Computing That Serves

Skeptical Topic Modeling: Connecting Meanings, Topics, and Sentiment


Thursday, October 25, 2012 - 12:00pm


Jordan Boyd-Graber

University of Maryland


Eric Ringger, Kevin Seppi

 Imagine you need to get the gist of what's going on in a large text
dataset such as all tweets that mention Obama, all e-mails sent within a
company, or all newspaper articles published by the New York Times in the 1990s.
Topic models, which automatically discover the themes which permeate a corpus,
are a popular tool for discovering what's being discussed.

Topic models aren't perfect; errors hamper adoption, degrade performance in
downstream computational tasks, and prevent users from making sense of large
datasets.  I begin by first explaining that the answer is not simply to build
fancier statistical models, as the usefulness of topic models does not always
correlate with likelihood, the traditional objective function of statistical
models.  Given this understanding, what is possible to improve topic models?

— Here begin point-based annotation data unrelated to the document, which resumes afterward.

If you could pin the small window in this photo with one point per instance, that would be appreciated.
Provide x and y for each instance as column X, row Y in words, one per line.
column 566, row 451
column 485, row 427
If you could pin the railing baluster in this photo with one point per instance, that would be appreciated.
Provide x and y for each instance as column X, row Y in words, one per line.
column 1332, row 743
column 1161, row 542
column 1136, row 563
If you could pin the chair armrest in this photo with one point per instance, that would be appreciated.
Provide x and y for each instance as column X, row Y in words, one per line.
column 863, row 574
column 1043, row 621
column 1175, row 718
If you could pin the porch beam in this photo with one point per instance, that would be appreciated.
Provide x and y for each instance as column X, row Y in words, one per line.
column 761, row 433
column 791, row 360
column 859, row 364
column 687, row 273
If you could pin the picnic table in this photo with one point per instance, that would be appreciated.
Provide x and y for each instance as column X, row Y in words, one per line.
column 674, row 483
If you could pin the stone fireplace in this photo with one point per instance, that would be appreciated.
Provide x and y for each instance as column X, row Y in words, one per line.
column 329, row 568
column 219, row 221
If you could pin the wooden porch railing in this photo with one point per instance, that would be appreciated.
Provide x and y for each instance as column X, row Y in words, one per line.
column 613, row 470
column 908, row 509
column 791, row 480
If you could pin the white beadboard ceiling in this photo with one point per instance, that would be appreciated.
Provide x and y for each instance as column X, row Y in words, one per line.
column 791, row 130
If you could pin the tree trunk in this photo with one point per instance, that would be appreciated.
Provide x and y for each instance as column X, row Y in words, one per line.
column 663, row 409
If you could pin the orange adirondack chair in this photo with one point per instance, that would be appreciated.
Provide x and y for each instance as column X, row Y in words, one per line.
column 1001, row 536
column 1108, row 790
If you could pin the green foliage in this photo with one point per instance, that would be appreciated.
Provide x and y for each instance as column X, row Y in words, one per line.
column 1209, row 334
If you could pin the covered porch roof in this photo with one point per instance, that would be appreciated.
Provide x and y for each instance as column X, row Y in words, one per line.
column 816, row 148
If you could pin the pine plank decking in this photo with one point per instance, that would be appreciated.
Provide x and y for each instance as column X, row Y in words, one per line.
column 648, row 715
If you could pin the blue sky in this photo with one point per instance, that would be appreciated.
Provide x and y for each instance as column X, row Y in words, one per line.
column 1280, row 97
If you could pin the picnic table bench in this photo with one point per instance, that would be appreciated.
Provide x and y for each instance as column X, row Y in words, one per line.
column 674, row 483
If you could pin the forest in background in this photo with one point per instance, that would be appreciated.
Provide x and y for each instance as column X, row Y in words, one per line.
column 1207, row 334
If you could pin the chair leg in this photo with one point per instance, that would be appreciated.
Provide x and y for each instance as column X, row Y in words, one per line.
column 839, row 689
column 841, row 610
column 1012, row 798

As an attempt to answer this question, I will present models incorporate human
knowledge into topic models via ontologies, through direct interaction with
users, or by mimicking social processes.  After describing the statistical
formalisms that allow these knowledge repositories to be seamlessly integrated
and the associated computational challenges, I demonstrate how these models can
contribute to real-word natural language processing tasks such as classifying
documents, predicting sentiment, topic segmentation, and detecting who is
influential in a conversation.


Jordan Boyd-Graber is an assistant professor in Maryland's iSchool and the Institute for Advanced Computer Studies, where he is also a member of the Cloud Computing Center and the Computational Linguistics and Information
Processing (CLIP) Lab.  He is a 2010 graduate of Princeton University, with a PhD thesis on "Linguistic Extensions of Topic Models" working under David Blei.  Jordan's research focus is in applying machine learning and Bayesian
probabilistic models to problems that help us better understand social interaction or the human cognitive process.  This research often leads him to use tools such as large-scale inference for probabilistic methods, natural language processing, multilingual corpus understanding, and human computation.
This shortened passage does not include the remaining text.